Casola Valsenio è l’unico comune della provincia di Ravenna interamente montuoso. Si estende per 84 chilometri quadrati e ha 92 chilometri di strade perlopiù tortuose: oltre ai 2,5 milioni di euro già spesi e non ancora pagati ne servirebbero altri 120 per mettere in sicurezza le altre strade.

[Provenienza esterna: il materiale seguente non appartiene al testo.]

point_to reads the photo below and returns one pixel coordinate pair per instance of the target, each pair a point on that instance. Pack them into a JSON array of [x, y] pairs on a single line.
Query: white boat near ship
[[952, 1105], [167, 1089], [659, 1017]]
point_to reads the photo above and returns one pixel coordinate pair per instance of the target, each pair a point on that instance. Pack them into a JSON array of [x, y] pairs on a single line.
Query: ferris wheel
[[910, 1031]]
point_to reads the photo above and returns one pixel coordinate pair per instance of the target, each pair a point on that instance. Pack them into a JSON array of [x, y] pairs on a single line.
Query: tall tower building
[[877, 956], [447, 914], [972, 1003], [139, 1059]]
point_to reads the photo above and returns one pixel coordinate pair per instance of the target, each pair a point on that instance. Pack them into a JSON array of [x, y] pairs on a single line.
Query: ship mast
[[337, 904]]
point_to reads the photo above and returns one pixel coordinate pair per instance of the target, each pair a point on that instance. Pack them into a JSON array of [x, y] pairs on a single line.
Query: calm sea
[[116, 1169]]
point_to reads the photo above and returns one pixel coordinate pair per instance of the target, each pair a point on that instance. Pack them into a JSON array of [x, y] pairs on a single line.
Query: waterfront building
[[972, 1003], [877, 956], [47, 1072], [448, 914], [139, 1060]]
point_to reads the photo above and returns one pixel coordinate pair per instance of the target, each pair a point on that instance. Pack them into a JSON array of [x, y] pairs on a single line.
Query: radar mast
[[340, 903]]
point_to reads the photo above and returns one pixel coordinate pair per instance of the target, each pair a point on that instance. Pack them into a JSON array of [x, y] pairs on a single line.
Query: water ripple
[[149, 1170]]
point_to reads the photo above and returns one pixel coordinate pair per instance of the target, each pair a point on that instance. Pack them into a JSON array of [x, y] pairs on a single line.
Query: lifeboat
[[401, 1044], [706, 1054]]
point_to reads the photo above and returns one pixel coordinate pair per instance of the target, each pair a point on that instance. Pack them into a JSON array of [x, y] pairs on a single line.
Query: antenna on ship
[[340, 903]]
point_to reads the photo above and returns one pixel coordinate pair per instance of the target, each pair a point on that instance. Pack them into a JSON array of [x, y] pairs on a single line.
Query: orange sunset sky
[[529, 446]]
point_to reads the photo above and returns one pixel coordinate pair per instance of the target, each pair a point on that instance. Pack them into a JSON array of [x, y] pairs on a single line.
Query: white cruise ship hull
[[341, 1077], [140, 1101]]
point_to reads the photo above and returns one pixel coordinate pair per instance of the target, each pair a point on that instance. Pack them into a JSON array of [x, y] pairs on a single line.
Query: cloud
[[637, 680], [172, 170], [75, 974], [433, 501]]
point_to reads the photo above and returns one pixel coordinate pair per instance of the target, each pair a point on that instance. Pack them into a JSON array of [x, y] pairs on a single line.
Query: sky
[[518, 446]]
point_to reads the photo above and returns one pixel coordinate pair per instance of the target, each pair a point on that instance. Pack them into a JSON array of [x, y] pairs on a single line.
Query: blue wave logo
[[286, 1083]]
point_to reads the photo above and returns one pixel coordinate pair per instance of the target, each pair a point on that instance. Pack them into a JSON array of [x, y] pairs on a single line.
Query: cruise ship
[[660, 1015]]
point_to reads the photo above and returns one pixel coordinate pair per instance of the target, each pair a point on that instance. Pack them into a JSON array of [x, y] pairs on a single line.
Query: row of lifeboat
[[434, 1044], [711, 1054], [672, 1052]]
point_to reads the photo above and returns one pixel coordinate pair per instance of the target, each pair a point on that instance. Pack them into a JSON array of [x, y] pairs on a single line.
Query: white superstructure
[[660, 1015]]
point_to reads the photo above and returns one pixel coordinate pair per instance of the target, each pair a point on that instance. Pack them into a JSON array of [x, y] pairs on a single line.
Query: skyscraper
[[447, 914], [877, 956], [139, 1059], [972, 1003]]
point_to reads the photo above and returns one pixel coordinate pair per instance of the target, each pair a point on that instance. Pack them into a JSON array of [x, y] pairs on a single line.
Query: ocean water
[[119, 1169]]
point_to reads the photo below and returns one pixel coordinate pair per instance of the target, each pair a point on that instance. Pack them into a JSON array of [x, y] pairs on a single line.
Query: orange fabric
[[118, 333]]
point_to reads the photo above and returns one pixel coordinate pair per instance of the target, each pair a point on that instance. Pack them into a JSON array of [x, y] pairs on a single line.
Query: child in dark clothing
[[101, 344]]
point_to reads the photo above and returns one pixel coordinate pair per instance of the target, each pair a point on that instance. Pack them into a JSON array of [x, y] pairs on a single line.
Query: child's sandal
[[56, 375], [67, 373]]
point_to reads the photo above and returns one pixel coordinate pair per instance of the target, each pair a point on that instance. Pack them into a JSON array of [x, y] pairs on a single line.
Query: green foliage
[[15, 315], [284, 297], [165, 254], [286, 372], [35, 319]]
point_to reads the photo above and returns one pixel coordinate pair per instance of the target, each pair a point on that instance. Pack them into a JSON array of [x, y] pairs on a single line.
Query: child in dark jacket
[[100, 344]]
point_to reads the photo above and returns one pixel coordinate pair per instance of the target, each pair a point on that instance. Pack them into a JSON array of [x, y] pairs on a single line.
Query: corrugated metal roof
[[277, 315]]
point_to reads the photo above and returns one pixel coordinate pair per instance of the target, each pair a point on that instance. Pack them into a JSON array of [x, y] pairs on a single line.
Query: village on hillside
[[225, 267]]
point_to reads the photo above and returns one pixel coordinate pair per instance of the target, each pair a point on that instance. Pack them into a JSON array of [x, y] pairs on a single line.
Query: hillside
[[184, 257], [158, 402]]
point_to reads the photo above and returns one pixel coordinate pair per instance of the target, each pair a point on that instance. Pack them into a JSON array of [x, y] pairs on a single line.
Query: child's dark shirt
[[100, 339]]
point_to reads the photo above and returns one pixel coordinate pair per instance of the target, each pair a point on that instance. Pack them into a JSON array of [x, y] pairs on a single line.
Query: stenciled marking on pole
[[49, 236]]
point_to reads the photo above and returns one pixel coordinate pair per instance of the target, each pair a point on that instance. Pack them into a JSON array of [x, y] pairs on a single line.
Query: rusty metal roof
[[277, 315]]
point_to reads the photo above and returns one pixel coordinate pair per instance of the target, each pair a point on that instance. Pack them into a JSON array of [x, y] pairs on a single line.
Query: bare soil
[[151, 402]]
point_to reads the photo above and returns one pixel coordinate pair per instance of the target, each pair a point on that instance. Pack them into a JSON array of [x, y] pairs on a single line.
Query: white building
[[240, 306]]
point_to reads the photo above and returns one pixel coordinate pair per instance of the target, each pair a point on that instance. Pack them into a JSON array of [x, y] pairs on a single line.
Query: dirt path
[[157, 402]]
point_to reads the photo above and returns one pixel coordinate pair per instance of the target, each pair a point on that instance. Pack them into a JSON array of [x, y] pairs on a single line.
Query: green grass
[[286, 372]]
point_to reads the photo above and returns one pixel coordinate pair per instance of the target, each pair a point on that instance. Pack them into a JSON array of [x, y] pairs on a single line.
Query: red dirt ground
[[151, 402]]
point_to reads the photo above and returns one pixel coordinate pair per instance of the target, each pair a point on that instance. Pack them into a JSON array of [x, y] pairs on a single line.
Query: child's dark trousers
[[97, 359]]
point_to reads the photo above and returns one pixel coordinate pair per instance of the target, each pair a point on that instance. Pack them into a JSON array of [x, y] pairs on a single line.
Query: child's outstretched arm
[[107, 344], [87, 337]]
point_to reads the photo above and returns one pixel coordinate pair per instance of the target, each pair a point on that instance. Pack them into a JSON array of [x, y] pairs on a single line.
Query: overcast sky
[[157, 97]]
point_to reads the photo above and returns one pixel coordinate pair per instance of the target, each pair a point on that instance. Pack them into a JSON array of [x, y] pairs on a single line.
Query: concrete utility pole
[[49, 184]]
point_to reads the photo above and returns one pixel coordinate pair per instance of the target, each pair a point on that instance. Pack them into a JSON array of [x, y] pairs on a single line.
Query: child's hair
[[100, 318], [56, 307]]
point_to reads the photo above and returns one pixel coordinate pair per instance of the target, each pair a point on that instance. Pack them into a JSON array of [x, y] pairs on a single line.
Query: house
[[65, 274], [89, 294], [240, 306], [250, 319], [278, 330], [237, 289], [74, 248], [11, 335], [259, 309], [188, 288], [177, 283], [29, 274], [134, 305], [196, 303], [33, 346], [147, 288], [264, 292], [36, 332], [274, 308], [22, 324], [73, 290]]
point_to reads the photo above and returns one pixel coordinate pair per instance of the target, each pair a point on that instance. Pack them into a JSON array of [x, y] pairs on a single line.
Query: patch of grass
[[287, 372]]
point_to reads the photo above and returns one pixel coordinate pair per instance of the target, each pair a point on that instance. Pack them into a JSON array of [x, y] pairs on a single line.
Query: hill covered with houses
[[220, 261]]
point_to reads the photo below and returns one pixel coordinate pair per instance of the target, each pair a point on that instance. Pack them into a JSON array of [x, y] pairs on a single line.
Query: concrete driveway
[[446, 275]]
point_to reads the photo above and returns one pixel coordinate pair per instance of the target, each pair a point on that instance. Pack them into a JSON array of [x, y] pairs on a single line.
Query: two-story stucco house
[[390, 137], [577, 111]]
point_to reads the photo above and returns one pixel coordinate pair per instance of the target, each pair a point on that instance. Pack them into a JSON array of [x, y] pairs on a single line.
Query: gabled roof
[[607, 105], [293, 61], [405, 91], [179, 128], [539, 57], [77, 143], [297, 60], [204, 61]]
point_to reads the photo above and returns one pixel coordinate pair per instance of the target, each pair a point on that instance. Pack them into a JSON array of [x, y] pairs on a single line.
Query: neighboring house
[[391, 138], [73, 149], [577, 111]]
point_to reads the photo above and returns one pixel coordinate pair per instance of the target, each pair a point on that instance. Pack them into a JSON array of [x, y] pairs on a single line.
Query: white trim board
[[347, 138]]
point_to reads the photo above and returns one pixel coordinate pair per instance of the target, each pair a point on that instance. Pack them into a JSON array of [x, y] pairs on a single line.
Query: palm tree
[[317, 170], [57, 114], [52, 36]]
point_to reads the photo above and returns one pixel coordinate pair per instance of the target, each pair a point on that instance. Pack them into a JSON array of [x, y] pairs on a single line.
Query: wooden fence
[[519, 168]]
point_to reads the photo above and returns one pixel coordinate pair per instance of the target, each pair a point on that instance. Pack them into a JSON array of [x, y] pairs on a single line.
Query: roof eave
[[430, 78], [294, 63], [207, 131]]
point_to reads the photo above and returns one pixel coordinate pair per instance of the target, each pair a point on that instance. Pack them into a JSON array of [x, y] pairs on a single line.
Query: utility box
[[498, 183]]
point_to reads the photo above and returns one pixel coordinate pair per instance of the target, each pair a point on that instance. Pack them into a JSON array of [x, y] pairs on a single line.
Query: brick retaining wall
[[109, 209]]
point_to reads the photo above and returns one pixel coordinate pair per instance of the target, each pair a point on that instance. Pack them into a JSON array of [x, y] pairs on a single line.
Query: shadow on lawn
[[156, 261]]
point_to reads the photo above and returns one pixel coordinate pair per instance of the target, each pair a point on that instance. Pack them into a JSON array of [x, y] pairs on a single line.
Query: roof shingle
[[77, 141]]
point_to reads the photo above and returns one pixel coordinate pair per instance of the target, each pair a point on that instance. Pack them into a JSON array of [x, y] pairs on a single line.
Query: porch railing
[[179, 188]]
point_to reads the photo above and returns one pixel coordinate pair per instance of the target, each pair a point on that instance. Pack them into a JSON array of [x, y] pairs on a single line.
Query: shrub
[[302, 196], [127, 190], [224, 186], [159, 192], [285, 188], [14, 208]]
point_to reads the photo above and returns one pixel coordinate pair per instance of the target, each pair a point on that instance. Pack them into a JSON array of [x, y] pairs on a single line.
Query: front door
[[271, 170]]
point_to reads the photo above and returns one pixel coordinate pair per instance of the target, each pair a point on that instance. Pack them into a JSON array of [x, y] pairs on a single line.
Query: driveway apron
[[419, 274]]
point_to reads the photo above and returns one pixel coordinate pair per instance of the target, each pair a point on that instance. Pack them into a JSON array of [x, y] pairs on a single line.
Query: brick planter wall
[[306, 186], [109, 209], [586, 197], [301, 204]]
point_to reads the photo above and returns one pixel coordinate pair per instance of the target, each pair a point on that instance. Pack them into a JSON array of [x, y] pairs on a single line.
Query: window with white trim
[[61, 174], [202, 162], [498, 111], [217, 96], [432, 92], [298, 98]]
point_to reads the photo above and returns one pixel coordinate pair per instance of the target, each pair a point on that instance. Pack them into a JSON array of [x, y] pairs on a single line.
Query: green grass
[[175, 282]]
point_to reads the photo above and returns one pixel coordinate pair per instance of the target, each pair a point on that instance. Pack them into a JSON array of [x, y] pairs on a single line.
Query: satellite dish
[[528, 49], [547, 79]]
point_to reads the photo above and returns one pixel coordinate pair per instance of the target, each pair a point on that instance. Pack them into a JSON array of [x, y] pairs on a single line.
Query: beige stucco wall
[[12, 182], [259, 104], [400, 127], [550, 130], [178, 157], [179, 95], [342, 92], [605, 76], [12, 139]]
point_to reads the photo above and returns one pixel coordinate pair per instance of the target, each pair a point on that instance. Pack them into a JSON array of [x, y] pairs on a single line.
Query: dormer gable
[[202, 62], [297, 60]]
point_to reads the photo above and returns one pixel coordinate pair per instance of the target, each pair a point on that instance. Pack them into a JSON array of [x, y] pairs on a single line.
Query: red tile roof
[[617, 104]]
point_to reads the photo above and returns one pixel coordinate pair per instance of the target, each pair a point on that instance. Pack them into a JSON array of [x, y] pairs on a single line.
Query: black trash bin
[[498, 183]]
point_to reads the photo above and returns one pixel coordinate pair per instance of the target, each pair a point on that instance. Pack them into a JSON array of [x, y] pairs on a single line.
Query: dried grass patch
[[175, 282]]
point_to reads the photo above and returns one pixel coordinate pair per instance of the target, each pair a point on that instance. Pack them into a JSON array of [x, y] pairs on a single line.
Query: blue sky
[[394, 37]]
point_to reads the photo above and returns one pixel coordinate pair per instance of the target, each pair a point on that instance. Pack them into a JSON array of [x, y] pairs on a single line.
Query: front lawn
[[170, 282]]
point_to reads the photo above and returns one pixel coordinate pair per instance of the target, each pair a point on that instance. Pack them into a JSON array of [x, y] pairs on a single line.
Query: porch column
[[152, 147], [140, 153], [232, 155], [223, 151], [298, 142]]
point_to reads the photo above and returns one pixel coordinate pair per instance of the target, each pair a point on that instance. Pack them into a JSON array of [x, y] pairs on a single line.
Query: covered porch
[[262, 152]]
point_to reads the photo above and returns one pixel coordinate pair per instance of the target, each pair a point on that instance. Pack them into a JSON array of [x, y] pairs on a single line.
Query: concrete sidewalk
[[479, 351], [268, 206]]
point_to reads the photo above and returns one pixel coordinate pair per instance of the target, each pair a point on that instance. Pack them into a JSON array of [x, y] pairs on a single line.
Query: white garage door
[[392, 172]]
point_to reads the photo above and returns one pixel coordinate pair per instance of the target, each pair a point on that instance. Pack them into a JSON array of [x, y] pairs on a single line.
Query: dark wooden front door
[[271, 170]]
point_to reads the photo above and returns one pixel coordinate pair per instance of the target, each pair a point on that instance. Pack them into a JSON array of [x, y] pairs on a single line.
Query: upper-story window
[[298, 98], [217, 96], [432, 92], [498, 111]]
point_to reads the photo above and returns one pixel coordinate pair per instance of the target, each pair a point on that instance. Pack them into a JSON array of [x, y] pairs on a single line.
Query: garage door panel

Molti altri comuni dell’Emilia-Romagna si trovano nella stessa situazione. Alcune amministrazioni sono riuscite ad anticipare i soldi per i lavori urgenti, la maggior parte invece è in attesa di risposte dalla struttura commissariale. Ai ritardi già denunciati durante l’estate si stanno aggiungendo molti altri problemi: le procedure per chiedere i fondi sono complicate, è difficile trovare tecnici e progettisti, e molte aziende hanno riservato gli sforzi ai cantieri privati per avere certezza di essere pagate.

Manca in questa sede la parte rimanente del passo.